Thu | Apr 25, 2024

Cemeteries have become social hubs

Published:Thursday | March 4, 2021 | 12:12 AM

THE EDITOR, Madam:

With the shuttering of the entertainment industry, cemeteries have become social hubs. There, the latest fashion can be on full display; hearses, which double as speakers, blast out the latest tunes (forget about resting in peace); liquor steadily flows; and people abandon all social-distance protocols. In a desperate attempt to curtail the skyrocketing cases of COVID-19, the Government has therefore targeted burials.

As of March 8, burial certificates will not be issued, therefore eliminating the need to congregate at these sites and mitigating the potential for the spread of this disease. While some are now questioning the capacity of funeral homes to store bodies for the next three weeks, I believe we must also ask ourselves an even tougher question. Why do so many people need to be buried in the first place?
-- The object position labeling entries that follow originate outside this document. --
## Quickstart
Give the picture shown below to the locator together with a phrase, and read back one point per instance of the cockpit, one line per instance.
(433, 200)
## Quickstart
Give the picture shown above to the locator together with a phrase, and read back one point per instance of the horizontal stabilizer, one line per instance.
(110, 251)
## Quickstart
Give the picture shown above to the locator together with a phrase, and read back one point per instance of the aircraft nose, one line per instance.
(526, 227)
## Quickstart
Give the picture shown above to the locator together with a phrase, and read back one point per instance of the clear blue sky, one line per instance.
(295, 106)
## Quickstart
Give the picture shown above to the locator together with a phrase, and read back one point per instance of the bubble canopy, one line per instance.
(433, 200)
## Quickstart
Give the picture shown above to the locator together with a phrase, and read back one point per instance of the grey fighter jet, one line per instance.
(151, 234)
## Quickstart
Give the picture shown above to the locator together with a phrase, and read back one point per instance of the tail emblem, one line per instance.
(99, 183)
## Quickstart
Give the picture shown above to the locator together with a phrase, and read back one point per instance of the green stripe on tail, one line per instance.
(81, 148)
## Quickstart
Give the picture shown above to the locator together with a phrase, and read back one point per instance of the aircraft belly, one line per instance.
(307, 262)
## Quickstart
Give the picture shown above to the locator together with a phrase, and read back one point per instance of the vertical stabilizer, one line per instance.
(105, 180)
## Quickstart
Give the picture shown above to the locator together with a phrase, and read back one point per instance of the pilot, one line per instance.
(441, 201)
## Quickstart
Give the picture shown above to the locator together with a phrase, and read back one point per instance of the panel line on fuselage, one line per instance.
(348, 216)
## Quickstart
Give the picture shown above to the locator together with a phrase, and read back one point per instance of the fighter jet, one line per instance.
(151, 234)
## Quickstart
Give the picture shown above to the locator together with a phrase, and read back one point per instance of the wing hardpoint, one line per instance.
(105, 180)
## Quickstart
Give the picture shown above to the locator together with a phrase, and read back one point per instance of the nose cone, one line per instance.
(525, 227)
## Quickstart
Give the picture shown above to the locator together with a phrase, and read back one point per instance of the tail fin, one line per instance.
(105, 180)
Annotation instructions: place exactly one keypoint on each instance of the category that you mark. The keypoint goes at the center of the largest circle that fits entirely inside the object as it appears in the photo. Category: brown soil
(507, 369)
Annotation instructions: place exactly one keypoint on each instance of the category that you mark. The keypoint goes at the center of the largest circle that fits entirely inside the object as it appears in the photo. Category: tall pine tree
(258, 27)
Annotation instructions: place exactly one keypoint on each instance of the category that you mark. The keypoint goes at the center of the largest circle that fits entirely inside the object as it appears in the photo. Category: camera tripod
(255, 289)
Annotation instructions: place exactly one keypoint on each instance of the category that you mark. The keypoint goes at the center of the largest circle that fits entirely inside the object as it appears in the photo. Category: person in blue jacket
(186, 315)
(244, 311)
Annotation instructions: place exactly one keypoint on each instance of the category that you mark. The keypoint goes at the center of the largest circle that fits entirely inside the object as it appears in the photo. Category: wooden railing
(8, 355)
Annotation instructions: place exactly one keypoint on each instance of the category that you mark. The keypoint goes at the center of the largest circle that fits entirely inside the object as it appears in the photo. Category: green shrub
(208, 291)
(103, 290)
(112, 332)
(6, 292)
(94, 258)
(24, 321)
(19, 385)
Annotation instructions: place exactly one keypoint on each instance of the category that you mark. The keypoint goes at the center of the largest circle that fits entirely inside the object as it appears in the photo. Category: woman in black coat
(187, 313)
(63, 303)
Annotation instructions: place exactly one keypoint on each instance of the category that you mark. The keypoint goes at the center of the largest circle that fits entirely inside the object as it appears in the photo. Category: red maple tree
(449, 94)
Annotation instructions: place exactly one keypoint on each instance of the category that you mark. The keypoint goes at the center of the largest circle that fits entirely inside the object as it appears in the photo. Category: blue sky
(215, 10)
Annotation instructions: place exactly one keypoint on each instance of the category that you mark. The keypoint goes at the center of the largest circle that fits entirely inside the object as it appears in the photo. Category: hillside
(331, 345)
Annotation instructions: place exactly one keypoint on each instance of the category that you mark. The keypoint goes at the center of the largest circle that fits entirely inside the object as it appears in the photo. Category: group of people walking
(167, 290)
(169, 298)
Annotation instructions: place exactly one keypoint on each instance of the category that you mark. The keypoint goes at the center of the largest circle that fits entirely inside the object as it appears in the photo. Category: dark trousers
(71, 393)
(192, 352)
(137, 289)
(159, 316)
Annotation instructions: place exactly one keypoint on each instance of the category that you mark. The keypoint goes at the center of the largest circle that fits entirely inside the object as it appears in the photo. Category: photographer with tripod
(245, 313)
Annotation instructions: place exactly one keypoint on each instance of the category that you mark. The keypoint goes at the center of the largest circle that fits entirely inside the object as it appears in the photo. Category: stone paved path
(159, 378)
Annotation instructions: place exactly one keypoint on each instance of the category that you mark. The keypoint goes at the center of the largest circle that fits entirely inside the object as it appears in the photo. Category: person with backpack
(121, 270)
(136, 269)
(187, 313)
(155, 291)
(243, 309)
COVID-19 was officially declared a pandemic in March 2020. Since then, some Jamaica has had 435 related COVID-19 deaths. Yet, in 2020, Jamaica had an astonishing 1,301 murders. Another 435 people died as a result of traffic accidents. The painful reality of Jamaica is that there is a greater fear of being murdered or dying in an accident than of contracting, and dying from, COVID-19. Perhaps this explains the lax attitude many have taken towards observing COVID-19 protocols – there are simply too many other things to be mortally afraid of.